Government Travel Card replacement eases travel, financial hassles

  • Published
  • By 2nd Lt. Bill Kiser
  • 81st Comptroller Squadron
As a new financial services officer, I found myself spending up to 20 hours a week on Government Travel Card management tasks -- answering questions from agency program coordinators and commanders who were focused on program and delinquency management.

This was probably no different from my fellow FSOs, but I always felt my focus should be evaluating and improving the processes to ensure customers are paid in an accurate and efficient manner.

One day, an opportunity streamed into my email.
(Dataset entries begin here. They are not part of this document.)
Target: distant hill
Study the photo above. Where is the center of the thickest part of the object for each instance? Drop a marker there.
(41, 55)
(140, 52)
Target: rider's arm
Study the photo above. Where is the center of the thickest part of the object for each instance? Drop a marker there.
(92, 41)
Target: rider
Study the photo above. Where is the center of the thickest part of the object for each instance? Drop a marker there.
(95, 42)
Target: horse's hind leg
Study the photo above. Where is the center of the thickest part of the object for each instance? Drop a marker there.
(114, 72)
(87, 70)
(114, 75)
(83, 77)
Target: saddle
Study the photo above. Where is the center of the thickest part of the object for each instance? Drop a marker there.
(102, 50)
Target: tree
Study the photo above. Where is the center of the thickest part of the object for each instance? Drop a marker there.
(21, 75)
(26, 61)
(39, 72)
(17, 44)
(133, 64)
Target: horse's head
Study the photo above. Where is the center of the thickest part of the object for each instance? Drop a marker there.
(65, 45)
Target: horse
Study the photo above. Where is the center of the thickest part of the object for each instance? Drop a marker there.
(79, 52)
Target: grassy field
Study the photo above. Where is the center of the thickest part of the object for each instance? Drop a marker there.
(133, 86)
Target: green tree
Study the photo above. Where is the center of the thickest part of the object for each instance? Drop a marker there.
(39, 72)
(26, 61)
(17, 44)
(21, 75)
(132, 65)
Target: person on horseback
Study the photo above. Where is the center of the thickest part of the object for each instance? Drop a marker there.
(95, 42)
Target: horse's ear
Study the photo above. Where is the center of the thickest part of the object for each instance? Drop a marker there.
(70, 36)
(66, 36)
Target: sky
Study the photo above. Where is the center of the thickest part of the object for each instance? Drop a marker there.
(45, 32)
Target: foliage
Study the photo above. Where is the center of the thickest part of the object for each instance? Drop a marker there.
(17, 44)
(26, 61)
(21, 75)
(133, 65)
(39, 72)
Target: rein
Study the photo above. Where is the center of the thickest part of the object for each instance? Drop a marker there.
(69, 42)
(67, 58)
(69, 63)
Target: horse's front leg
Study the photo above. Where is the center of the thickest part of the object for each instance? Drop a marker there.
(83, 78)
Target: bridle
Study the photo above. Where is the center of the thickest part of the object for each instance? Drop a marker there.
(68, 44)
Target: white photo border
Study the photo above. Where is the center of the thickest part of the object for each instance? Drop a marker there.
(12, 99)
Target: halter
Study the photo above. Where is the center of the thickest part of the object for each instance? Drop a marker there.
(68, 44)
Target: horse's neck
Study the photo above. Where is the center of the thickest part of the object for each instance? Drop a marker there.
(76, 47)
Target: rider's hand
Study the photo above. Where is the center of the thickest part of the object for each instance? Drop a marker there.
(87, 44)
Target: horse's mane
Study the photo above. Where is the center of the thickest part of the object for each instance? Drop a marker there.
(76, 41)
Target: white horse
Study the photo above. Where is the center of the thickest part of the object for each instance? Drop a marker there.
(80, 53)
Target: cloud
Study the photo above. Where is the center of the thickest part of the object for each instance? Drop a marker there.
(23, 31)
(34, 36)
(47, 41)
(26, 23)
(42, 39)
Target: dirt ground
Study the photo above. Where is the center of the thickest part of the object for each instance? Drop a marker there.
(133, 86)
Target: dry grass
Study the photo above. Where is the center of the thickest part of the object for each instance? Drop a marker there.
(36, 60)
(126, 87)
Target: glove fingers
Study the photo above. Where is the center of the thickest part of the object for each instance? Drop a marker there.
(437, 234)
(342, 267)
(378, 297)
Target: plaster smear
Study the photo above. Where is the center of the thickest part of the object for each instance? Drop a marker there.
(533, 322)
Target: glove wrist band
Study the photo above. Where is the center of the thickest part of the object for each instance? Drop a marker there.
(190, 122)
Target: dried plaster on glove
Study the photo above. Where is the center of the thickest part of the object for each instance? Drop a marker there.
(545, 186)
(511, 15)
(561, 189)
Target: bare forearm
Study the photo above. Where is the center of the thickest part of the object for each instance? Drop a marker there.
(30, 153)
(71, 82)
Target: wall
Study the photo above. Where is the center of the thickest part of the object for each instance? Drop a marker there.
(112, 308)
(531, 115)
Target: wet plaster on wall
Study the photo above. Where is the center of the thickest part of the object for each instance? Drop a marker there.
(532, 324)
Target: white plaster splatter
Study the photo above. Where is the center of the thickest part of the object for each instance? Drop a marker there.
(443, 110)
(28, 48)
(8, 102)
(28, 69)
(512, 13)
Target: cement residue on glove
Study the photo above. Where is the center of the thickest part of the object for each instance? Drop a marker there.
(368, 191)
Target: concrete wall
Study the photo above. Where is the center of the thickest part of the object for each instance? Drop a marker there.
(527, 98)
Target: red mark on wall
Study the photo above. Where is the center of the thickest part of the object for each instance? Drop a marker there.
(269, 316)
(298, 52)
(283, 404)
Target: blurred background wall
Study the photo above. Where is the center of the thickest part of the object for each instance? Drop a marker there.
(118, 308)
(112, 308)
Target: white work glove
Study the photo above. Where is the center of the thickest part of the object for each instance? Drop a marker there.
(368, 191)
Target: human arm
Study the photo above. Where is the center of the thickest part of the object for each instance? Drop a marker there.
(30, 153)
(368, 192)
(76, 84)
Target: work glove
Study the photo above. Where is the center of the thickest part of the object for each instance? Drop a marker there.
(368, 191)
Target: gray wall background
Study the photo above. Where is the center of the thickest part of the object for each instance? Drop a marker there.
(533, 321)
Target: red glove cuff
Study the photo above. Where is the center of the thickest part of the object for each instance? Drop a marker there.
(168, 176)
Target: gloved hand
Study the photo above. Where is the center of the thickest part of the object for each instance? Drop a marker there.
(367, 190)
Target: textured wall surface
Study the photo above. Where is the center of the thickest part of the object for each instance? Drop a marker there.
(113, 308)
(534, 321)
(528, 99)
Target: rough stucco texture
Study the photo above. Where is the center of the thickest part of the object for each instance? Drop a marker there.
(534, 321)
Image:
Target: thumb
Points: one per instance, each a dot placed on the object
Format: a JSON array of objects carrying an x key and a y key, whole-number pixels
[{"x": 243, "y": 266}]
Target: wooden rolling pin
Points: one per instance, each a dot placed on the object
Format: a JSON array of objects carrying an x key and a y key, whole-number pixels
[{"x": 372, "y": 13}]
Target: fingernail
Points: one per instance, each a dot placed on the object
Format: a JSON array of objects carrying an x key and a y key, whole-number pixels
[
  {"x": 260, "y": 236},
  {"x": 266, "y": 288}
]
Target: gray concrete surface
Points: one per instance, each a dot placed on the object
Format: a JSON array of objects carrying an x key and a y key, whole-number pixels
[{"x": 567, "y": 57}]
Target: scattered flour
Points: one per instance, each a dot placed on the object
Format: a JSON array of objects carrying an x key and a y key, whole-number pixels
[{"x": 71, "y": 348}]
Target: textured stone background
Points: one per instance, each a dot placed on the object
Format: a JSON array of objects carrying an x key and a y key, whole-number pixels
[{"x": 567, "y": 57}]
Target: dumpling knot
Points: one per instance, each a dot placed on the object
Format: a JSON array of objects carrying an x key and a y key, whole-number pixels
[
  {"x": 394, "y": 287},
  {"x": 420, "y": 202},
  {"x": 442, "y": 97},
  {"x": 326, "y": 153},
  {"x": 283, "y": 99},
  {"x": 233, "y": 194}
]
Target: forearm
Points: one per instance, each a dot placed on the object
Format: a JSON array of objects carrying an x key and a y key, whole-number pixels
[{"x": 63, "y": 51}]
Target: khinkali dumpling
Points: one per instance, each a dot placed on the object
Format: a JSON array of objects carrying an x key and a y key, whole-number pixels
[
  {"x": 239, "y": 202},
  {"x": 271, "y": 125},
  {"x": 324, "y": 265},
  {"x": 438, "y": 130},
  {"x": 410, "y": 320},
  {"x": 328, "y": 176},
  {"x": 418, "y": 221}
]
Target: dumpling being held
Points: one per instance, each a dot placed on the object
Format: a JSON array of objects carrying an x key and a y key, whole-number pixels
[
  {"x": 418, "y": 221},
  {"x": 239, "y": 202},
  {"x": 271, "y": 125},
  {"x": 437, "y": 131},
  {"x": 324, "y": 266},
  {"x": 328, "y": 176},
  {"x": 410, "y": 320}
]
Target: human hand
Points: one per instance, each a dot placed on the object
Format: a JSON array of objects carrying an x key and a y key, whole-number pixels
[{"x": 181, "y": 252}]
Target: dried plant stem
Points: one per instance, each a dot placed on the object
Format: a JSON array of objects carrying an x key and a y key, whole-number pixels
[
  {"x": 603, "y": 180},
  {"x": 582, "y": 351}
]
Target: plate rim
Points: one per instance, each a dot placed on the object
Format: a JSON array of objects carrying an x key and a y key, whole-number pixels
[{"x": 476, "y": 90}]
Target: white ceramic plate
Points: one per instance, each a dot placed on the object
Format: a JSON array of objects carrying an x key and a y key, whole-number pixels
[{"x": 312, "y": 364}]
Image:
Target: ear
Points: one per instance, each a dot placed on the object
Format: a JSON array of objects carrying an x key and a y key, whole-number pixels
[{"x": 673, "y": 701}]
It stated, "Keesler Air Force Base will be piloting the Controlled Spend Account program."

I knew nothing about the new CSA program before I met the professionals from the Air Force Banking Office. After a few meetings and a lot of planning, I was fully immersed in training, coordinating and implementing the CSA program for three units.

During implementation, our team learned a few lessons by trial and error and had the opportunity to see first-hand the benefits that CSA provides to our base and our customers.

Myth, legend and lore of the CSA program leaked out to other bases and I provided e-mails explaining the base level perspective including improvements over the GTC, how it's better for the customer and challenges and preparation.


At base level, the biggest benefits offered by the CSA are manpower savings and increased rebates.

With the GTC, tracking delinquencies and misuse became a mainstay in financial services daily and monthly operations. To manage the program effectively, financial managers ran eight to 12 reports to capture delinquencies. Then they had to coordinate with agency program coordinators to follow up on cases of misuse. We did this so we could catch less than 1 percent of users who misused the card, spending tremendous amount of time on administrative tasks.

With CSA, there are no reports other than account listings. For me, this saved about 12-20 hours per week.

When we disbursed cash to complete mission requirements prior to the GTC, we didn't spend hours tracking cash advance abuses. We just wanted our Airmen to travel, complete the mission and return home safely. The CSA is a modernized version of that cash advance system.

The card's controlled spending limits are based on the approved travel order estimates. This cash amount is uploaded to the card electronically and is visible to both the financial manager and the customer. Because we don't monitor how the traveler spends the allotted money, there's no need to run reports to track misuses. To clarify, the card should still only be used for official travel expenses, but should be used for all travel expenses.

Additionally, delinquencies are extremely limited by the controlled spend capability and Citibank manages the few instances when overspending does occur. Our responsibility is to ensure travelers are using the card for all expenses, so major commands and wings can recapitalize rebate dollars for mission requirements. The CSA significantly reduces administrative tasks and increases MAJCOM and wing-level rebates, but its greatest benefits -- more control and freedom -- are passed on to our customers.

Better for customers

The CSA program provides the customer the ability to call and establish a temporary spend limit to meet changes in the mission. An e-mail is generated to the approving official as a notification of change, but the traveler can complete the mission with no hiccups. The card also provides more freedom to cardholders. With the CSA program, customers no longer need to worry about using the card for the wrong thing; instead, they can focus on managing allocated funds to complete the mission.

Additionally, funds saved or earned while traveling can be utilized in several ways after the temporary duty is over. Customers may choose to transfer the unused funds to other personal accounts or continue using the card until the allocated funds are spent. At the base level, the new card offers many benefits to both our customers and our financial managers. As we continue to expand the programto other bases, sharing the lessons learned will help facilitate smooth transitions if senior leaders choose to implement the CSA across the Air Force.

Future challenges

Here at Keesler, we have less than 200 accounts still on the GTC. The conversion has been an overall success. As proof, we received our first Citibank rebates in more than a year and earned $12,800 for the 81st Training Wing this past quarter. We still face challenges as we learn the ins and outs of this new product.

Education -- Now that we have a working and implemented product, education about its use is essential. The majority of the questions that I field aren't problems, but educational issues that could be handled at lower levels. All Airmen can now have the card so our goal is to ensure that all Airmen understand how it works.

Letting go -- We've managed delinquencies for so long it's difficult to let go of past practices. Forget the administrative work -- focus on education. Instill personal responsibility -- The Citibank CSA travel card is linked to you. Treat it as you would your personal banking card. The online and phone tools will help you track the status of your spending and reimbursement. Learning how to use these tools is key to ensuring mission success.